Advocates of watering down sentencing law and dismantling "broken windows" policing speak of "nonviolent" crimes as if they were harmless. Unfortunately a large portion of the population is buying it. "Property crimes" are not harmless. They work a major degradation of the quality of life. Nicole Gelinas has this article in the City Journal focusing on the impact on bicycle riders.
As violent crime remains at historical lows in much of the West, criticism of Broken Windows policing has grown more insistent.
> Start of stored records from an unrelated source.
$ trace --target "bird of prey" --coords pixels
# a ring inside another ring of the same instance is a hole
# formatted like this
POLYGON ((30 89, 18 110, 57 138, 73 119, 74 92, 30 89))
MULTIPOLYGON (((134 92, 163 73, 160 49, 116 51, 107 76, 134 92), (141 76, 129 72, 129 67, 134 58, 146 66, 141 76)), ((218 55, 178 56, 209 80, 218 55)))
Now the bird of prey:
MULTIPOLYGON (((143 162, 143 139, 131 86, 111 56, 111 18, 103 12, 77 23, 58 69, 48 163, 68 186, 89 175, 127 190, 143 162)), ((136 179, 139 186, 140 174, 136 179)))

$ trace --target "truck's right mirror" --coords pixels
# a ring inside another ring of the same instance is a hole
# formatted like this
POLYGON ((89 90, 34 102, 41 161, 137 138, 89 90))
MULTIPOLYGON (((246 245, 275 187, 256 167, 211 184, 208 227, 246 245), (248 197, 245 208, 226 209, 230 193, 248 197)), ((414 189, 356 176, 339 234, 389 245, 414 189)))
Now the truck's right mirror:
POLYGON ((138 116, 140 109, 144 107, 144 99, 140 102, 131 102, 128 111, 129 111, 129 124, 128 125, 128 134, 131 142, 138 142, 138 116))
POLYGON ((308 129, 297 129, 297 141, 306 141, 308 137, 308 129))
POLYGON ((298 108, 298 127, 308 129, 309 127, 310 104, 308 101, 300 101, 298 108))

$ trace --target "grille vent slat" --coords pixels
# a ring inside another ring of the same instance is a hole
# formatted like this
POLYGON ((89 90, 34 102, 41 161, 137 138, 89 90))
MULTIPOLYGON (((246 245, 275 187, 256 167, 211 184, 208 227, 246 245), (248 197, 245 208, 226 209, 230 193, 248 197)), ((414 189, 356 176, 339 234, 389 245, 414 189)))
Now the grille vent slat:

Skeptics, including New York mayor Bill de Blasio's new top deputy, J. Phillip Thompson, claim either that preventing small, nonviolent crimes wasn't a big factor in preventing larger violent ones, or that Broken Windows' disproportionate targeting of minorities isn't worth the benefits, even if they exist. This debate ignores a key point: preventing "minor" crime is a social good in itself. Cities plagued with small-scale crime cannot maintain a good quality of life for their residents. Advocates of bike-share programs are discovering this anew, as the private-sector companies that offer the services, from Paris to Baltimore, have pulled out or scaled back because they cannot keep up with the destruction of their bicycles.
My wife and I both lived in NYC in the late 70s. It was deplorable. I did not return until 2003, and I was very pleasantly surprised by the transformation. There is no one reason for these things-but certainly the “broken windows” policy had to be pt of it. These small crimes have a cumulative effect. We are seeing this in San Francisco now. Last visited NYC in 2016. I sensed, for the first time, some regression. I hope I’m wrong.